Contingencies are the key to voluntariness. No amount of reinforcement or punishment can alter the course of an entirely autonomous biological condition. Imagine bribing an Alzheimer’s patient to keep her dementia from worsening, or threatening to impose a penalty on her if it did. This is where choice comes in: choosing an alternative to drug use. Heyman realizes how odd this might seem. How can otherwise rational people choose self-destruction unless they are diseased? This question was raised in colonial America. Dr. Benjamin Rush, also known as the father of American psychiatry, was among the first to promote the notion that alcoholism was a disease. And he did so not on the basis of medical evidence, Heyman reminds us, “but rather [upon] the assumption that voluntary behavior is not self-destructive.”
The classic mistake of Dr Rush and his (now) legion of followers was to assume that human beings will not willingly choose death and destruction--as a lifestyle choice. Their naive model dismissed the existence of human sinfulness. "Those who hate Me," says the Lord, "love death". Dr Rush said that could not possibly be the case. If someone acted so as to destroy himself, it must be against his will; it had to be involuntary; it had to be a clinical disease.
It may strike some as insensitive to insist that addiction is a disorder of choice. “I have never come across a single drug-addicted person who told me [he or she] wanted to be addicted," Nora Volkow, the current director of NIDA says. Exactly so. How many of us have ever come across a person who wanted to be fat? So many undesirable outcomes in life are achieved incrementally. In a choice model, full-blown addiction is the triumph of feel-good local decisions (“I’ll use today”) over punishing global anxieties (“I don’t want to be an addict tomorrow”). Let’s follow a typical trajectory. At the start of an episode of addiction, the drug increases in hedonic value while once-rewarding activities such as relationships, job, or family recede in value. Although the appeal of using starts to fade as consequences pile up—spending too much money, disappointing loved ones, attracting suspicion at work—the drug still retains value because it salves psychic pain, suppresses withdrawal symptoms, and douses intense craving.

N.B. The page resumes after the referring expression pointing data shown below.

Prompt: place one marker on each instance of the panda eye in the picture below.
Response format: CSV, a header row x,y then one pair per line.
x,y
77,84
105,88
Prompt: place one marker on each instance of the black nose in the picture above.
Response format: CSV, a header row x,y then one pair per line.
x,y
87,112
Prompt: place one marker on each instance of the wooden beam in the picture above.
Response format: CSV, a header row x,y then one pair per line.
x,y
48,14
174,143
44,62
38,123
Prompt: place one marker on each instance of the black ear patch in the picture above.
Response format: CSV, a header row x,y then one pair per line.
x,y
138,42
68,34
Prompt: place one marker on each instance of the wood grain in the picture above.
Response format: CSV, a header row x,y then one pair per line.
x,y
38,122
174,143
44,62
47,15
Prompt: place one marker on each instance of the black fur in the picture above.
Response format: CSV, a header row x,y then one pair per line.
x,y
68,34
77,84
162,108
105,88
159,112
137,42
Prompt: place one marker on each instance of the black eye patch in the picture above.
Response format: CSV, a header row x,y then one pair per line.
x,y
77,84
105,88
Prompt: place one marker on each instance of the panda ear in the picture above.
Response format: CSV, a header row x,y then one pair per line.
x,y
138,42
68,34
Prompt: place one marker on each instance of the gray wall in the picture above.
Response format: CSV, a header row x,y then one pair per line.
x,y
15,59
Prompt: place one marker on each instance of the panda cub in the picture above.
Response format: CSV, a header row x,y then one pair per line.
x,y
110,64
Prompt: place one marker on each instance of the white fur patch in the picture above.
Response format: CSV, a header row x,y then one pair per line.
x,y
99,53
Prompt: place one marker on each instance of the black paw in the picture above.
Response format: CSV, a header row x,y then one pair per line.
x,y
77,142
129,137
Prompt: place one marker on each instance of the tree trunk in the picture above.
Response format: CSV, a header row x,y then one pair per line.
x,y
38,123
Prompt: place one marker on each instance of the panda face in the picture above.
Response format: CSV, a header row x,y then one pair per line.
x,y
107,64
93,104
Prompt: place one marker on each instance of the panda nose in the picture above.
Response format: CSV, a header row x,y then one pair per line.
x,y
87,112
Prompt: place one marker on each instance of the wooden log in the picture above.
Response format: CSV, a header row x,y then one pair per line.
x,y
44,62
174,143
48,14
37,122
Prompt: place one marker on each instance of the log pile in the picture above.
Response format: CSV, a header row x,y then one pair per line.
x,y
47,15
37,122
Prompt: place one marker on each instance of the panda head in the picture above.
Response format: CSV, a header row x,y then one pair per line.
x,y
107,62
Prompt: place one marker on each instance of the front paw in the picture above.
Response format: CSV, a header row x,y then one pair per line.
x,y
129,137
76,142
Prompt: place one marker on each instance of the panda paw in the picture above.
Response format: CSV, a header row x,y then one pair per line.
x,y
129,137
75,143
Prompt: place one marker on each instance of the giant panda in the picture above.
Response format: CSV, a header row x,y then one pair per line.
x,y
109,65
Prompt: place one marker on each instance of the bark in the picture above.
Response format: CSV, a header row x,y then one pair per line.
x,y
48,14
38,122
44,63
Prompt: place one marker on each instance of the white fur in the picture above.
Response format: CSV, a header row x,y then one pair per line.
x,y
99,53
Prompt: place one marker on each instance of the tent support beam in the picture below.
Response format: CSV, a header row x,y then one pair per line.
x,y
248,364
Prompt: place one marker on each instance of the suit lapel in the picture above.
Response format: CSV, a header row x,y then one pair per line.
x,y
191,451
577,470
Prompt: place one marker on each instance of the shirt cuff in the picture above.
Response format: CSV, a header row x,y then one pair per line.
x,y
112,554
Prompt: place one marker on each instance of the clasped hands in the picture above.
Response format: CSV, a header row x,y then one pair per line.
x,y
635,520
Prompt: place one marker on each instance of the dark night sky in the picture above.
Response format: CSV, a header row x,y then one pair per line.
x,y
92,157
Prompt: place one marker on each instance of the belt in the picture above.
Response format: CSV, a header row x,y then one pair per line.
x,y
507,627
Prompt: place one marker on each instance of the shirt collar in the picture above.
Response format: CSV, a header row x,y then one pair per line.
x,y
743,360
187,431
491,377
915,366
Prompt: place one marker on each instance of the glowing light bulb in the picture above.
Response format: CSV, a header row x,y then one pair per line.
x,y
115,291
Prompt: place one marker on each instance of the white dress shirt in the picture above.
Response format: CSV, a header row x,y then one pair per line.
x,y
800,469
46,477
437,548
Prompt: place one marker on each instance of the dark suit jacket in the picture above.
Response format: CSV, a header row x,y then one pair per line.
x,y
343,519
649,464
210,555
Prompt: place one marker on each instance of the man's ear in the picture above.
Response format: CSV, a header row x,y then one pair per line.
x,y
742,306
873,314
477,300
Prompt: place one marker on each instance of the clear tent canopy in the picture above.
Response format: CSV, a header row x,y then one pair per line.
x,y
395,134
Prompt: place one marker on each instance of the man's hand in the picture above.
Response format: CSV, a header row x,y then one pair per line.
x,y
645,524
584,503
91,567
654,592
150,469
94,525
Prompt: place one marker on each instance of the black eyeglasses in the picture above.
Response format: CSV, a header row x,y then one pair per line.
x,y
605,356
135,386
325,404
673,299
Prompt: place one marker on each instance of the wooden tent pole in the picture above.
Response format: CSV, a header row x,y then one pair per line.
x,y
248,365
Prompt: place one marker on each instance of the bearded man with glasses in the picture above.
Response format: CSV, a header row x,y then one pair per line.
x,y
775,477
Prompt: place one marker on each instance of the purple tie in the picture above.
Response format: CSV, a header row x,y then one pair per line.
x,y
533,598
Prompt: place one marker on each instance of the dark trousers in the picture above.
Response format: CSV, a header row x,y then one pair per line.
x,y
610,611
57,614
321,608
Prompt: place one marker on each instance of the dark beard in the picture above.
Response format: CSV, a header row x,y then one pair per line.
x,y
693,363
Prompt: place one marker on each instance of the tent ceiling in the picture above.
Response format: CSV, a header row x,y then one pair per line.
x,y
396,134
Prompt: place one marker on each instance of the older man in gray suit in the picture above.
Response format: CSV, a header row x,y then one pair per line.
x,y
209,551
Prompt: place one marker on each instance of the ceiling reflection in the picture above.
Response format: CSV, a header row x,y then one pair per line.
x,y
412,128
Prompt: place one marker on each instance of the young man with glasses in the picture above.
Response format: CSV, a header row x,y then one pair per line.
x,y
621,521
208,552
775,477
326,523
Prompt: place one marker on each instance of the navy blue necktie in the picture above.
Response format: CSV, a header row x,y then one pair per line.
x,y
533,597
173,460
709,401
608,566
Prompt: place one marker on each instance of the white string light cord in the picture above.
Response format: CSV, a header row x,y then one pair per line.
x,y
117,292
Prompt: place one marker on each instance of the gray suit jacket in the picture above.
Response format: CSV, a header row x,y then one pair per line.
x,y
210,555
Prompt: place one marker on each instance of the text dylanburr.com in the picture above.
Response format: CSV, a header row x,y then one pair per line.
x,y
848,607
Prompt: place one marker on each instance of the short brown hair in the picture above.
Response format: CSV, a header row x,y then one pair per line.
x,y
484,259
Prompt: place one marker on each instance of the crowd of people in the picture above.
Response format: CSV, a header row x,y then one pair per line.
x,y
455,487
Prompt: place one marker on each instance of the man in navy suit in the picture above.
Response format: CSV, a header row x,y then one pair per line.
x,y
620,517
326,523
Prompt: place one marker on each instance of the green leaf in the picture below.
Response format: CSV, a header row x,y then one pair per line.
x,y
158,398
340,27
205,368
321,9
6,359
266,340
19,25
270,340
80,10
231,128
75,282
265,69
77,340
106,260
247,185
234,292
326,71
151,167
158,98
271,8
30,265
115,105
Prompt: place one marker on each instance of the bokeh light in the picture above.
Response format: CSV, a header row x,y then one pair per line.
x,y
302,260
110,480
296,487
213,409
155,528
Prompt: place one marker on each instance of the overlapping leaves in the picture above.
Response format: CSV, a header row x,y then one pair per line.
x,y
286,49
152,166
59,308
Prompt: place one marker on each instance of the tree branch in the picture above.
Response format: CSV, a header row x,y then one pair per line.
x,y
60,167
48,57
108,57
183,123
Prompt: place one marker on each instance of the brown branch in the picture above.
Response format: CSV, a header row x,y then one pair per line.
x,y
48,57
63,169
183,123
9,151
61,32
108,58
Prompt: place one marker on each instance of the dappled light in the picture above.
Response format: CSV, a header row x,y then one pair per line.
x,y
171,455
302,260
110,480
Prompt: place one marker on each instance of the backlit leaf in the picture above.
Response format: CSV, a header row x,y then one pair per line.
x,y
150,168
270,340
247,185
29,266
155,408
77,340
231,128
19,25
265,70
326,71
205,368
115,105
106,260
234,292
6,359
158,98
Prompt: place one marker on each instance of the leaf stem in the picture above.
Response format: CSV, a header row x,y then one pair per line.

At some point, however, even these benefits come to be outweighed by adverse fallout. The balance shifts and the addict tips into recovery. The idea is to accelerate the process by, as Heyman says, “chang[ing] … conditions that markedly reduce the value of the drug relative to the nondrug alternative.” This can be achieved through treatment, imposing credible threats—recall the case of impaired pilots and physicians—or the development of new modes of gratification that compete with drugs.
In treating addictions a fundamental watershed is to recognise its voluntary character at root. If the addict wants to change, then there is something to work with. The objective then is to help the addict discover those things which are more valuable, more important than the "benefits" of the drug and which the drug will destroy (career, community respect, love of family, etc.) The underlying theme always has to be, "You are responsible. You make the choices. The buck stops with you." Ironically it is a message underpinned with a belief in human dignity and freedom, whereas the consensus view of the Academy is a message of slavery and tragedy. Instinctively we all know that one can be both dignified and heroic in succumbing to a genuine involuntary disease--and whilst battling a genuine sin, in the case of a voluntary addiction.

But there is nothing dignified and heroic in succumbing to alcoholism or heroin addiction.